Langkah Alan membawanya menuju dapur. Tenggorokannya terasa kering, maka ia menuang segelas air putih. Lantas bersiap meneguknya sebelum suara teriakan terdengar. Teriakan itu berasal dari kamar Iselin. Maka, tanpa diulang yang kedua kali, Alan melesat menuju kamar adiknya. Meletakkan gelas di sembarang tempat. Tak peduli meski gelas itu jatuh lantas pecah berkeping-keping.

 

Alan mendobrak pintu kamar Iselin sekuat mungkin. Pintu itu terkunci. Dasar Iselin, setiap bertengkar selalu saja seperti ini.

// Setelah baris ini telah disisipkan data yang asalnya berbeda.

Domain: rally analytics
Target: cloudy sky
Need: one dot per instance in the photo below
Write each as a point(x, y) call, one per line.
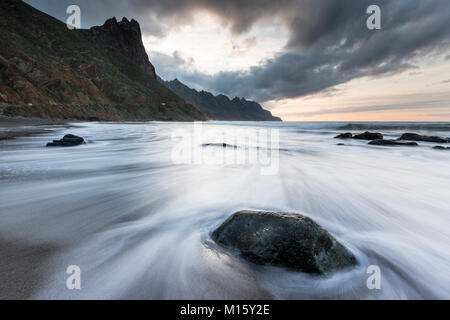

Menyusahkan orang saja.

 

"Iselin! Kau mendengarku?" teriak Alan tanpa menghentikan aksinya mendobrak pintu.

 

Tak ada jawaban dan tak ada lagi teriakan. Bulu kuduk Alan meremang. Pemikirannya kalut. Hal-hal buruk hilir mudik melintas di dalam kepalanya. Apa yang terjadi pada Iselin di dalam sana? Oh, Tuhan ... semoga tidak ada hal-hal buruk yang terjadi. Alan berulangkali mencoba. Seluruh kekuatannya ia kerahkan. Namun, sama sekali tak berhasil membobol pintu kayu tersebut. Seakan ada kekutan lain yang menahannya.

 

Pemikiran tersebut membuat Alan semakin khawatir. Mengingat, Iselin tidak memiliki kekuatan seperti yang Alan miliki. Pemikiran buruk itu mendorong Alan untuk lebih kuat membobol pintu kamar. Alan tersengal usai pintu itu berhasil terbuka.

 

Ia terbelalak marah. Jemarinya mengepal kuat. "Siapa kau?!" tanya Alan dengan nada dinginnya. Giginya bergemeletuk menahan diri untuk tidak menyerang.

 

Di hadapannya, berdiri seorang lelaki berpakaian serba hitam dengan tudung senada. Lelaki itu membopong tubuh Iselin yang tak sadarkan diri. Ia tersenyum licik, tidak mengindahkan pertanyaan Alan. Berbalik pergi masuk ke dalam lubang hitam yang berputar.

 

Maka segera Alan menyambar ponselnya. Ia teringat akan sesuatu. Mengetikkan pesan singkat. Lantas menyusul masuk ke dalam lingkaran hitam.

 

"Salah satu dari mereka telah datang. Semua sesuai dengan rencana. Aku akan menyusulnya untuk menyelamatkan Iselin. Dan, membawa pulang obat penawar tersebut. Tunggu aku di laboratorium."

 

***

 

"Huh ... huh ... huh." Iselin terengah berusaha mengatur napas. Ia menatap sekeliling. Tempat apa ini? Apakah makhluk yang diceritakan Alan yang membawanya kemari? Entah mengapa, ketakutan menjalar memenuhi rongga dada Iselin. Ia berniat untuk bangkit dari posisi meringkuknya. Memposiskan diri menjadi duduk. Namun, sesuatu menghalangi pergerakannya. Tangan dan kakinya sempurna terikat. Kencang sekali. Ia berusaha melepaskan ikatan. Namun, semakin ia berusaha, tali itu kian kuat mengikat. Justru menimbulkan luka pada pergelangan tangannya.

 

Ia menunduk, melupakan ikatan pada tangan. Mati-matian menahan air mata supaya tidak tumpah. Ia tidak yakin apakah rencana Alan kali ini akan berhasil. "Kakak ... aku ... aku takut." Iselin terisak, tak sanggup menahan luapan air mata.

 

"Lebih baik diapakan gadis ini, Tuan?" samar terdengar suara seseorang bertanya.

 

Iselin segera menghentikan tangisnya. Berusaha menguping pembicaraan.

 

"Tunggu hingga Alan tiba. Setelah itu terserah mau kau apakan dia. Mau kau jadikan makanan singa pun aku tak masalah," ucap lelaki yang dipanggil tuan.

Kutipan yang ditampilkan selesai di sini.